Os jogadores de clubes menores ficam entre a cruz (pandemia) e a espada (manter sua família). O que garante, se na primeira rodada de volta aos jogos já foi burlado, que o protocolo de segurança irá ser respeitado com os times menores? Os jogadores e comissão técnica desses times estão fazendo o que os brasileiros trabalhadores fazem quase como rotina: trocar sua saúde, muitas vezes física e psicológica, por uma sobrevivência. Trocar a ética pela sobrevivência, como muitos fazem, ao aceitar acordos bem (mal) intencionados do patronato brasileiro. O grande número de desempregados faz tudo (o sistema) funcionar, pois é notório que, se o trabalhador não aceitar tais propostas, há alguns milhões lá fora esperando a sua vez de tentar a sobrevivência.

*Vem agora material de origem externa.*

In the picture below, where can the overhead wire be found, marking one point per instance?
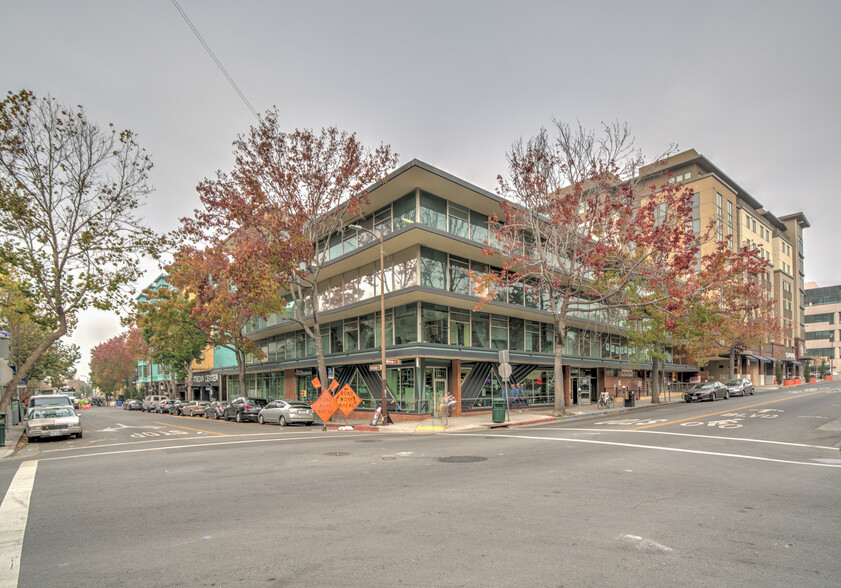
(215, 59)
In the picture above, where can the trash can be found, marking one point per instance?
(499, 410)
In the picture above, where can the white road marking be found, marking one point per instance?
(13, 515)
(745, 439)
(657, 448)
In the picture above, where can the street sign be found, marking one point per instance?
(325, 405)
(505, 370)
(347, 399)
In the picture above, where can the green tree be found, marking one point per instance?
(69, 195)
(167, 324)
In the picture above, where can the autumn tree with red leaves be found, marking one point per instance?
(113, 364)
(287, 193)
(576, 232)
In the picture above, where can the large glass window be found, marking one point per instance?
(516, 333)
(406, 324)
(459, 280)
(404, 211)
(459, 327)
(433, 211)
(499, 332)
(433, 268)
(459, 221)
(481, 328)
(434, 321)
(478, 226)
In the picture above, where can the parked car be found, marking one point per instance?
(133, 405)
(706, 391)
(286, 412)
(176, 406)
(44, 400)
(244, 409)
(739, 387)
(53, 421)
(215, 410)
(194, 407)
(148, 402)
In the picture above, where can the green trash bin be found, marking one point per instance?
(499, 410)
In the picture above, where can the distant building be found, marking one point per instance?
(737, 214)
(823, 313)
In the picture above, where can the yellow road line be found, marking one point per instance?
(703, 416)
(192, 429)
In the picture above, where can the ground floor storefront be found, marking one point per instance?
(415, 387)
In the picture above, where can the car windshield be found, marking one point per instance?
(51, 413)
(49, 401)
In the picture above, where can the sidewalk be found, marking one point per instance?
(513, 418)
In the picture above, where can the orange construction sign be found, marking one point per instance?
(347, 399)
(325, 405)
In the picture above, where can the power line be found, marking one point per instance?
(218, 63)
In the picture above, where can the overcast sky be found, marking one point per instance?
(753, 86)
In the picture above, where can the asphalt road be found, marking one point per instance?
(737, 492)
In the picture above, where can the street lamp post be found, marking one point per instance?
(382, 320)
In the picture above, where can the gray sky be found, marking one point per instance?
(754, 86)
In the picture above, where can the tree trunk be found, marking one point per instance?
(11, 387)
(732, 363)
(561, 400)
(655, 380)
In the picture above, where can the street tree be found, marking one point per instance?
(113, 363)
(289, 194)
(172, 332)
(577, 232)
(227, 287)
(69, 195)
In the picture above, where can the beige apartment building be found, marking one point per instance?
(743, 220)
(823, 312)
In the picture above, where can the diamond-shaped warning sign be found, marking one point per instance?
(325, 405)
(347, 399)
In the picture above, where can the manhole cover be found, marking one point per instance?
(461, 459)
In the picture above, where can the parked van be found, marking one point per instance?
(150, 401)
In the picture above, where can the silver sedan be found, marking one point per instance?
(286, 412)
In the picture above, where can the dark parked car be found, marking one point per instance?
(739, 387)
(194, 408)
(133, 405)
(245, 409)
(176, 406)
(286, 412)
(215, 410)
(707, 391)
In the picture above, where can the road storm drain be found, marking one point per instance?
(462, 459)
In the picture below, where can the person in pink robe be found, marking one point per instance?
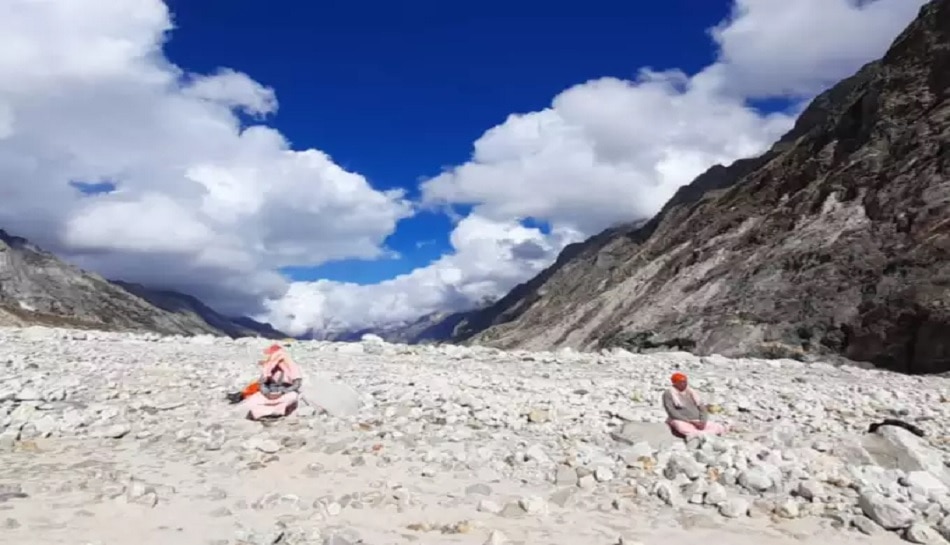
(279, 386)
(687, 416)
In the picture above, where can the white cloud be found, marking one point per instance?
(485, 254)
(774, 47)
(202, 202)
(216, 208)
(611, 150)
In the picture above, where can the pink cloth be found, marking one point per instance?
(689, 392)
(259, 405)
(280, 367)
(279, 361)
(687, 429)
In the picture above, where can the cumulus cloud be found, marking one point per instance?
(201, 201)
(612, 150)
(209, 205)
(772, 48)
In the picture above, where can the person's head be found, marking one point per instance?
(272, 349)
(679, 381)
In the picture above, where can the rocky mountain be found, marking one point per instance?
(835, 241)
(36, 287)
(183, 304)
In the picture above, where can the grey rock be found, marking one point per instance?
(887, 512)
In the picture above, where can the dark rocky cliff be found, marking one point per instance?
(835, 241)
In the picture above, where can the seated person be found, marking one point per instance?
(686, 415)
(277, 389)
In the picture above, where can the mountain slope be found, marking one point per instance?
(36, 287)
(430, 328)
(182, 304)
(835, 241)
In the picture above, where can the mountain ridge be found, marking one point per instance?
(39, 288)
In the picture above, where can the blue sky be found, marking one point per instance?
(397, 93)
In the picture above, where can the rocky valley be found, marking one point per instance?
(834, 242)
(111, 435)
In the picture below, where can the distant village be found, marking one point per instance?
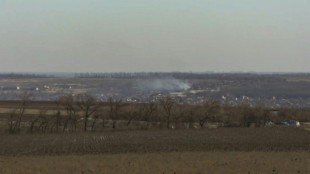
(182, 91)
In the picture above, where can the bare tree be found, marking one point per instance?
(67, 101)
(114, 109)
(89, 105)
(57, 119)
(167, 104)
(16, 116)
(211, 107)
(150, 109)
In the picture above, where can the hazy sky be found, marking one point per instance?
(154, 35)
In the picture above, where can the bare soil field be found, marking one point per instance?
(218, 162)
(222, 150)
(221, 139)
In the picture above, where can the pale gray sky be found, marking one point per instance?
(154, 35)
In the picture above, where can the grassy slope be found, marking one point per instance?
(171, 162)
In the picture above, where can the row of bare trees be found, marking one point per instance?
(83, 112)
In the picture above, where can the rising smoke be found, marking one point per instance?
(163, 85)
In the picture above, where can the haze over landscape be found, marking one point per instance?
(175, 35)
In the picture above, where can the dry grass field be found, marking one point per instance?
(222, 150)
(162, 163)
(146, 141)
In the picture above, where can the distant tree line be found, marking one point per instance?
(84, 113)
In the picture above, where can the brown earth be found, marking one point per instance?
(162, 163)
(220, 139)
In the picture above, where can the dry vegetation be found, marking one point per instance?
(162, 163)
(221, 139)
(81, 135)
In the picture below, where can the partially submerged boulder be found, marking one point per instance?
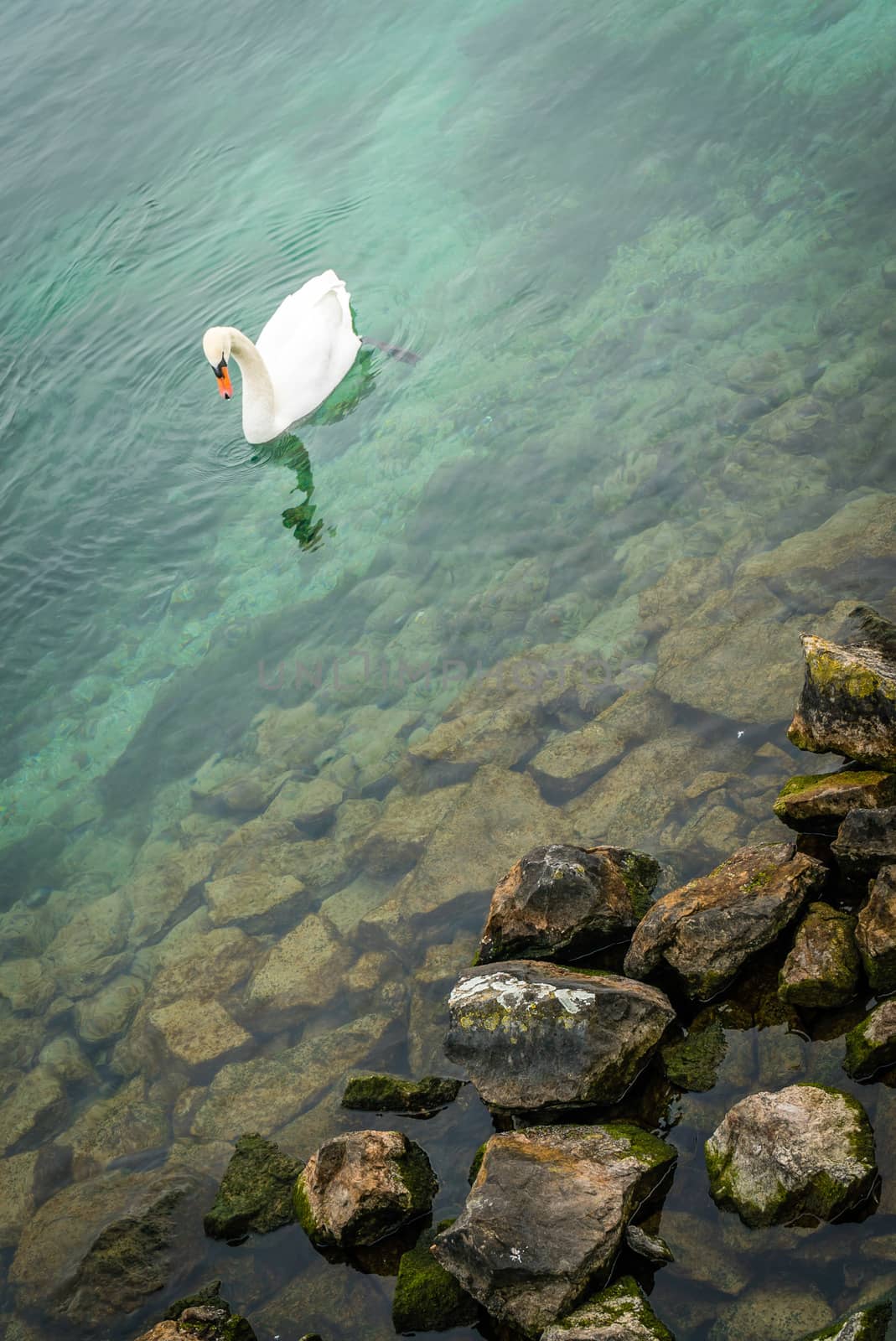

Pergunto-me: onde estão os/as atletas engajados/as politicamente, não partidariamente, repito: politicamente, com o meio social? Onde foram parar os/as Sócrates, Ronaldo Giovanelli, Wladimir, Juninho Pernambucano, Fofão, Fabi, Sheilla? Que, os primeiros lutando pela luta rumo à democratização na década de 1980, e as últimas por melhorias de condições de trabalho feminino no esporte profissional, no século vigente, entenderam a relevância social dos atletas na melhoria de condições de trabalho, no caso das meninas, e de sociedade na democracia corintiana. Entendo um silenciamento dos jogadores dos clubes menores, afinal estão refém à lógica capitalista de vida, mas os jogadores que são estáveis economicamente?

O silêncio é um lado perverso de se escolher. É um lado cruel e desumano de dizer: eu não me importo com o que está acontecendo. Se eu soubesse do futuro, nunca que teria comemorado ferrenhamente, mesmo corintiano, o título contra o River Plate, ou muito menos ter torcido, como brasileiro e amante do esporte brasileiro, na final do mundial contra o Liverpool. A atitude da direção é desumana, e dos jogadores, ao se calarem, é de igual modo fria e cruel. Flamengo, que do apelido de time do povo, não tem nada de povo. Deveria se chamar time dos ricos, do patronato, da elite, afinal eles só pensam neles mesmos.

PS: Levo no coração todos os ensinamentos que tive na IBRA Tênis de Mesa, no Colégio Espaço Verde, Adventista e Criativo, na pessoa dos professores e amigos/atletas que consegui com o esporte, e que me ensinaram o real sentido do esporte: ser um cidadão melhor.